For most kids, the prospect of braces isn’t fun. They are not the most comfortable, and most children do feel self-conscious. Life with braces can be a big adjustment. Unfortunately, a lot of children will need some form of braces as they get older. However, if your child is going to need braces, then there are some things that you can do to make the transition as smooth as possible.
Read on for more.
Assess Your Options
The first thing that you can do is to discuss the options with your child. Historically the options for teeth alignment were very limited, but not anymore. Depending on your child’s teeth, you may be able to find an option that they are more comfortable with. There are the traditional metal braces, ceramic braces, lingual braces or clear aligners. Arguably clear aligners are the least invasive, and sometimes they are the easiest and cheapest option. For example, Alignerco can provide clear aligners without you ever having to step foot in a dentist’s office. You first get an impression kit through the mail, you take the impressions and send them back; a team of experts then create your plan and send the aligners back to you.
Listen To Their Concerns
Open a dialogue with your child. Braces can cause embarrassment and affect your child’s self-confidence. By listening to their concerns, you can help them find a way to deal with their feelings. For example, they might be worried that they are going to be ridiculed or made fun of, or they might be a victim of bullying because of their teeth anyway. If this is the case, you should remind them that a lot of their friends will likely need braces at some point, or they might have friends who already have braces. If they are experiencing bullying, you can offer to talk to the school or the bully’s parents. Above all, you should encourage them to continue to pursue their interests. Life with braces should be almost exactly the same as life without braces. Some children simply need reminding of that.
Remind Them Of The End Goal
While braces aren’t necessarily fun, they are there for a reason. Talking about the end goal of the braces can help your child to come to terms with the idea. Braces do serve a purpose beyond simply the look of their smile, although that is part of it. Braces improve your overall oral health; straighter teeth are easier to clean, which helps to prevent periodontal issues in the future. Misaligned teeth can also affect digestion and, in extreme cases, lead to the erosion of the jawbone. These risks are minimised or eradicated in some cases by braces. Talk through these things to remind your child and help them to understand why having braces is important.
Discuss Their Limitations
Depending on what form of braces your child will need, they may find that they have some limitations. There could be some foods they can’t eat or things they can’t really do with braces. Discuss the possibilities with them beforehand while emphasising that they are temporary. Some of the things might not bother them, and some might be difficult. For example, when wearing braces, you should not chew gum or ice, and contact sports are off the table, all of which can damage the braces or the mouth if the wire comes loose.
Also, dietary changes will need to be made; for example, sugary foods and drinks should be avoided because they can erode the adhesive on the braces, or in extreme cases, they can stain the teeth, which then leaves marks when the braces are removed. By going through these things beforehand, they have the time to think about them, which means that they won’t be a surprise when the time comes.
Make it As Easy As Possible
When the time comes, you’ll want to make the transition as easy as possible for your child. If you have discussed everything with them beforehand, they are far more likely to be compliant with their orthodontists’ instructions.
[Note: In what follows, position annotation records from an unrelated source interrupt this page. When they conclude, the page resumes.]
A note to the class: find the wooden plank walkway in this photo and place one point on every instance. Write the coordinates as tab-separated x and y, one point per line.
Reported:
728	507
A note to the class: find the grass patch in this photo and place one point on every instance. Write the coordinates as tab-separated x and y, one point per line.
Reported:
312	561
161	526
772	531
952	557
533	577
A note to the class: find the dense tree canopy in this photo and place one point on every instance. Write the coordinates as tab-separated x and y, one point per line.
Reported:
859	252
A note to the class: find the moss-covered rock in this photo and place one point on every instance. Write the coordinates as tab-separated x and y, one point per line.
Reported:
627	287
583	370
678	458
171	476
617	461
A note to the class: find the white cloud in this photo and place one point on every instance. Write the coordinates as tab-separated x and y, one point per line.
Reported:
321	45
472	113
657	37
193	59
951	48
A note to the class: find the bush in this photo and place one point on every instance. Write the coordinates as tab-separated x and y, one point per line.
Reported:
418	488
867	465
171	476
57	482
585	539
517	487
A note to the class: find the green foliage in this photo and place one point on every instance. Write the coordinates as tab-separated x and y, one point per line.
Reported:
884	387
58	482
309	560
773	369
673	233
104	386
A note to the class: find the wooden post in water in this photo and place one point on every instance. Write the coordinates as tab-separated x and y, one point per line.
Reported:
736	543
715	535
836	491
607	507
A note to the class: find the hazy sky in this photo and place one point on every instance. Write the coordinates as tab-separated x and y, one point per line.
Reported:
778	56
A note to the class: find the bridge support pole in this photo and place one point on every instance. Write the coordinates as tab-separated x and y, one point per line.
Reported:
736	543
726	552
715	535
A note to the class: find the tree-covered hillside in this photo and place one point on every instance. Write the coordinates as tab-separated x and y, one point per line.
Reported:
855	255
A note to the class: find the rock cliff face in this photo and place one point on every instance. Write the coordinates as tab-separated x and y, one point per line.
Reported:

If you want to make it easier on them, then you might want to invest in a few things such as an electric toothbrush or a Waterpik to make it easier for them to clean their teeth with their braces. You could also practice making some meals that they can eat without pain or discomfort.
Wearing braces can be a big event in a child’s life. Some will find it scary, some might be reluctant, and some might see it as a relief. In the end, you have a big influence on your child and how they will see this experience.
Try to be empathetic and communicative; this will help minimise their feelings of anxiety to make the whole ordeal as easy as possible.